Que doivent donc faire les villes ?

Caroline Mollie : Je propose donc aux villes d'afficher leurs efforts pour des plantations en faisant état des volumes de frondaisons ou de leur surface projetée au sol plutôt qu'au nombre d'arbres. A la lumière de ce mode d'appréciation, il serait sain d'abattre un arbre sur deux en ville, permettant ainsi aux sélectionnés de développer d'amples couronnes. Adolphe Alphand chargé par Naploléon III de l'embellissement de Paris préconisait déjà cette mesure dans son célèbre ouvrage, Les promenades de Paris..

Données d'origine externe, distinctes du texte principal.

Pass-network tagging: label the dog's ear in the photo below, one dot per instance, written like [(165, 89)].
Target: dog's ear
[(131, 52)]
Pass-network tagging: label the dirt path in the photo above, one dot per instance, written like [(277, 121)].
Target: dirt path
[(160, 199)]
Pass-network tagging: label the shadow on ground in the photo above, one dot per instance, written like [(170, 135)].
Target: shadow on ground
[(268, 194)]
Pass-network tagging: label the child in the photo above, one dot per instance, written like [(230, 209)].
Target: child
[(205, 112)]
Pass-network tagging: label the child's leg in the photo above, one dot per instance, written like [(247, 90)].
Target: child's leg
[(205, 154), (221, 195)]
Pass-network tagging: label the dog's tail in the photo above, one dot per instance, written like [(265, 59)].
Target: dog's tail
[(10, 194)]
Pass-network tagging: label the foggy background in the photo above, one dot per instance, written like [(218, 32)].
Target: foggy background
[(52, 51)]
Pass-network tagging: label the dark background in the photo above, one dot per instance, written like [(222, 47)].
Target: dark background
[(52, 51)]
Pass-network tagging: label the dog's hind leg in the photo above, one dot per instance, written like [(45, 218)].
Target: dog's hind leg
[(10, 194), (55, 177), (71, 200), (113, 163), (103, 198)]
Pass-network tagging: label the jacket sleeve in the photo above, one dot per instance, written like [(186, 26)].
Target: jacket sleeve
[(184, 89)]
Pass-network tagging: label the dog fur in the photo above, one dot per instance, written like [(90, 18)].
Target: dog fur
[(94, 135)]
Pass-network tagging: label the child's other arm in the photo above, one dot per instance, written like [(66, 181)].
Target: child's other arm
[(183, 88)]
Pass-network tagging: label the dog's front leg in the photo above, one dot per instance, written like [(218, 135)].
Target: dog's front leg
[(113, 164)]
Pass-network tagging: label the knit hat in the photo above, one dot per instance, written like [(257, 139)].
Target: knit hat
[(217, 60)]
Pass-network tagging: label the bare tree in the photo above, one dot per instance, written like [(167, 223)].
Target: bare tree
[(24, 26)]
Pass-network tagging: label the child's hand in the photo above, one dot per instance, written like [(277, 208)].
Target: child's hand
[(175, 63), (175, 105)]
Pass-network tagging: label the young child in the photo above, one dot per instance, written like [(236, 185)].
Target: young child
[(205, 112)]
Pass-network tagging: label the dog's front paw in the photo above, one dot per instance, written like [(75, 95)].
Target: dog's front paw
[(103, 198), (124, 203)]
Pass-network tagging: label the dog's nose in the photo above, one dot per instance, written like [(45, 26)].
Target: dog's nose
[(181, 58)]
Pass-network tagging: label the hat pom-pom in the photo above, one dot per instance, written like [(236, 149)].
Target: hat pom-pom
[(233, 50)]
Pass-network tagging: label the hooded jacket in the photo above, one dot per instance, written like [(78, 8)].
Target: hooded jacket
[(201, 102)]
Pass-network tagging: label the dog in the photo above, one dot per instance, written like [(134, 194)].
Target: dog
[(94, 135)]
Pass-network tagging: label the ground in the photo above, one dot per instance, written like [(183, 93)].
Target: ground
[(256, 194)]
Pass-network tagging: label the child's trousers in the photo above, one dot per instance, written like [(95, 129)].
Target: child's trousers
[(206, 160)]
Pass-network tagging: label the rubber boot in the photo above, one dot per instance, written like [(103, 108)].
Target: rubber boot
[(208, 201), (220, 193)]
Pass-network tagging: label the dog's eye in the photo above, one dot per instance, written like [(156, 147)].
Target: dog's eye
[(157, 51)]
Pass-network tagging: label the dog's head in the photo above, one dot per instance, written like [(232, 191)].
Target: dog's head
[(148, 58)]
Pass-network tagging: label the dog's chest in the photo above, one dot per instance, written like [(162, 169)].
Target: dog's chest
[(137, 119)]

*Alphand, A., Les Promenades de Paris, Paris, Rothschild éditeur, 1867-1873, réédité par Princeton Architectural Press, 1984
.

Faut-il alors planter des arbres ou ne pas en planter ?

Caroline Mollie : Il faut planter des arbres dans la ville, mais pas n'importe comment ! Nous avons en France une vieille tradition de plantations urbaines qu'il convient de moderniser. Henri IV et François 1er encourageaient la plantation d'allées de promenade et de mails dans toutes les villes de France, Louis XIV a inventé avec Le Nôtre la ville classique basée sur la promenade plantée. Ce modèle s'est développé au XVIIIe siècle dans toutes les grandes villes de France. Il a inspiré outre-Atlantique le plan de Washington. Il a été repris et adapté aux critères de l'époque par Napoléon III.et a connu alors une diffusion internationale.

Aujourd'hui nous sommes en France prisonniers de ce modèle régulier et ordonnancé : alignements d'arbres et excès de densité. Il serait souhaitable de s'inspirer d es pays du Nord de l'Europe qui développent une grande diversité de lieux où l'arbre trouve sa juste place, accompagné de pelouses, d'arbustes et de fleurs. Il convient également d'accepter que certaines villes puissent ne pas être plantées. Les villes italiennes en sont le magistral exemple.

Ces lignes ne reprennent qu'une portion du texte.